"Little goose, why do you suppose I came here? Why didn't I go to a Rest Cure? 'Because,' I said, 'why pay good money to strangers and harpies when I can pay it to my own lawful niece in my own—not precisely lawful, because it belongs to her—but my natural home?' Enough about that. Besides, there was another reason. I wanted to do what I wanted, Kitty! For twenty years I have lived in a mold, worked in a mold, spoken in a mold, smiled in a mold. Now the mold is broken. I want to be able, if I feel like it, to fling open all the windows in this house—there are forty of them, I believe—and scream out of each one. Can you understand that?"

"Perfectly!" cried Kitty kindling.

"Exactly! You are a Ross, I see. Well! I shall not be likely to do that, because I shall be in my bed; but if I did, or whatever I might do, the neighbors would just say, 'Johanna! always peculiar!' and there would be an end of it."

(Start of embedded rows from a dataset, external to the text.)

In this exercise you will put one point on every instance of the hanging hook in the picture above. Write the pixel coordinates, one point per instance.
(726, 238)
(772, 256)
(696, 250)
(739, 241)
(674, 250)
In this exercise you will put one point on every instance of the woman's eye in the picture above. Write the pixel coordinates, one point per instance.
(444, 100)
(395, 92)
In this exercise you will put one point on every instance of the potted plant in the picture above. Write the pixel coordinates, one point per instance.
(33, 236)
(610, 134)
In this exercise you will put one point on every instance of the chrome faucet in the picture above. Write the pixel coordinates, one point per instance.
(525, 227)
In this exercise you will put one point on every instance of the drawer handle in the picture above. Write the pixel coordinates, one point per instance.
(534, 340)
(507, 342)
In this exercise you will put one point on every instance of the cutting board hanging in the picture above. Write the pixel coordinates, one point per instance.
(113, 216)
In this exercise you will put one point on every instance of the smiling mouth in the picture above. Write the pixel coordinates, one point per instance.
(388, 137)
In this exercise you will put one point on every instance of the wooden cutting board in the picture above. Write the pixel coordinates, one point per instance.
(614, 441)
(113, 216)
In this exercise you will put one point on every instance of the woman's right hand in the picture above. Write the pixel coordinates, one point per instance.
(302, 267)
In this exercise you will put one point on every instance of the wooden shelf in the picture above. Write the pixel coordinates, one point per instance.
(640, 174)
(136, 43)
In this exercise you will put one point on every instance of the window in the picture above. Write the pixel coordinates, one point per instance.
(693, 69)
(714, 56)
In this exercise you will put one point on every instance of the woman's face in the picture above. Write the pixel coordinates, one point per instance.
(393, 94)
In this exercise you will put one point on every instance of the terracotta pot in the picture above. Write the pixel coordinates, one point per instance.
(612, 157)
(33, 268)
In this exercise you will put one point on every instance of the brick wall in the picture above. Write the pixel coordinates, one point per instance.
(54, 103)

"Aunt Johanna!" Kitty came and sat down by her aunt. "Do you know what I think?"

"No, my dear, unless you think I am mad. I'm not, only a bit cracked, like most people."

"I think you are a dear! I think—I should like to give you a hug!"

Suiting the action to the word, Kitty threw her arms round her aunt, who returned the embrace heartily.

"Good little girl!" she said, and her clear emphatic voice was rather husky. "Nice little girl! We shall get on famously together."

"And—" Kitty's eyes were opening very wide, as they always did when a new idea dawned upon her. "Why, Aunt Johanna, you are just like all the rest, only reversed."

"What do you mean, Kitty? Speak English, child!"